Addressing reporters after filing for the May 19 ballot, Rouhani said he had fulfilled pledges during his first term, with an improved economy and new projects. He cited a $20 billion dollar initiative to be inaugurated in the port city of Assaluyeh in southern Iran next week.
Rouhani pointed to July 2015 nuclear agreement as an essential breakthrough and said, “The same people who struggled day and night for this agreement should continue down its path until the last steps.”
He continued, “In terms of national and international security, the ominous shadow of war [over the country] has disappeared and with people-based security, we are witnessing rather unprecedented security in the history of Iran [and] in the turbulent region of the Middle East today.”

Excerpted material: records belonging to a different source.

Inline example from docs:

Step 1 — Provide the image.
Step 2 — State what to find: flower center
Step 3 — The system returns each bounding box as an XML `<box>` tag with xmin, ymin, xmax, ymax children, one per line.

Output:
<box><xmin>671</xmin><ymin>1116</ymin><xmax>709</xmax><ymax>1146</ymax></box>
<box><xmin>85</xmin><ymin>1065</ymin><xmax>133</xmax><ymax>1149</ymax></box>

The man likely to be Rouhani’s main challenger, senioer cleric Ebrahim Raisi, then registered his candidacy.
Raisi supported the Supreme Leader’s declaration of a self-sufficient Resistance Economy, saying the national economy must be insulated from fluctuations in the global economy. He issued a vague statement on foreign policy, apart from non-recognition of Israel: “We will continue with interaction with all countries but not the occupying Zionist regime and of course such relations will be based on dignity.”

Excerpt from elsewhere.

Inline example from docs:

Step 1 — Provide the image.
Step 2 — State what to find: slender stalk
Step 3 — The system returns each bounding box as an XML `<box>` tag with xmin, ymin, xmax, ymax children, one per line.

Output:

Raisi, the head of the leading religious organization Astan Quds Razavi, led the vote among five finalists in the recent vote by the new conservative-hardline bloc, the Popular Front of Islamic Revolution Forces.
Spokesman Marzieh Dastjerdi said on Thursday that the Popular Front will permit all five finalists to register and will decide on a single candidate at a later date. In addition to Raisi, the hopefuls are Tehran Mayor Mohammad Ghalibaf, former Education Minister Hamid Reza Haji Babaei, and former MPs Mehrdad Bazrpash and Alireza Zakani.
Raisi is also a former Attorney General and a member of the Assembly of Experts since 2006.
Earlier in the week, former President Mahmoud Ahmadinejad made a surprise declaration of candidacy. His former Vice President Hamid Baghaei also filed, although both may be blocked by the Guardian Council from standing.